Ekho Moskvy radio not to apologize for host Shenderovich’s statements
In his blog post dated February 10 and dedicated to the 2014 Winter Olympics currently underway in the Russian Black Sea resort of Sochi, Shenderovich in fact compared the ongoing Games to the 1936 Summer Olympics held in Berlin, Germany. Vladimir Vasilyev, who leads the ruling United Russia party’s faction in the lower house of parliament, urged Ekho Moskvy to apologize for Shenderovich’s "fascist” statements.
Shenderovich recalled the victory of German athlete Hans Woellke in men's shot put competition at the 1936 Olympics. "There is something about his victory that prevents us from rejoicing at it today,” he wrote.
“It is probably the final price paid for that sporting exploit - the price that incorporates Dachau [concentration camp], Coventry [bombed by Germany in 1940], Khatyn [Belarusian village whose population was massacred by Nazi collaborators] and Leningrad [that came under siege from the German army],” he said in his post.
“It was not Hans’s fault, of course, but he seems to have contributed,” Shenderovich said.

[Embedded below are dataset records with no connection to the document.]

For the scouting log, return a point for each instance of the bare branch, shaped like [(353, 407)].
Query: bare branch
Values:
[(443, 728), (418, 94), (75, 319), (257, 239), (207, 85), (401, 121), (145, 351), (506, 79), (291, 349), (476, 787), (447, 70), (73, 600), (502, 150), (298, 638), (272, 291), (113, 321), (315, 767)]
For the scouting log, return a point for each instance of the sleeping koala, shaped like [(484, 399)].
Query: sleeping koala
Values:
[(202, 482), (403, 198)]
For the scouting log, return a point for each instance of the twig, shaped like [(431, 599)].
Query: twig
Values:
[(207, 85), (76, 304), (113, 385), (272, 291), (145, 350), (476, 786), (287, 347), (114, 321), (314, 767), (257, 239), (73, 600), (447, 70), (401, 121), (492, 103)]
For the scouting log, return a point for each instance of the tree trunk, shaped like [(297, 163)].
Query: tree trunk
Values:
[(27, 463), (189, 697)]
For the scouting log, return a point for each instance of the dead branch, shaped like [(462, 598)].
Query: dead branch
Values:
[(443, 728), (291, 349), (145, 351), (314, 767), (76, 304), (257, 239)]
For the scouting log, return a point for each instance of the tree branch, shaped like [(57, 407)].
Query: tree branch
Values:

Venediktov told Itar-Tass: “I have seen the blog and can say that I personally do not see anything fascist in it.”
“The Ekho Moskvy radio will not apologize for it. Besides, it is Shenderovich’s original text only posted on the website in his [own] blog,” the Ekho Moskvy editor-in-chief said.
“Our radio station’s website presents very many different viewpoints on the Olympics. Shenderovich’s blog is just one of the opinions,” he said.
United Russia’s Vasilyev said Shenderovich’s statement caused “perplexity.” “We already have a campaign that appeals to public opinion. I am speaking about the situation with [the] Dozhd [TV channel],” Vasilyev said.
“Now there was a statement on Ekho for which, it seems to me, apologies will have to be made,” he said.
Dozhd provoked outrage in Russia in January when it posted a survey asking respondents if the Soviet Union should have surrendered Leningrad, besieged by the German armed forces, to the Nazis to avoid mass deaths.
Leningrad was historically and is currently known as St. Petersburg.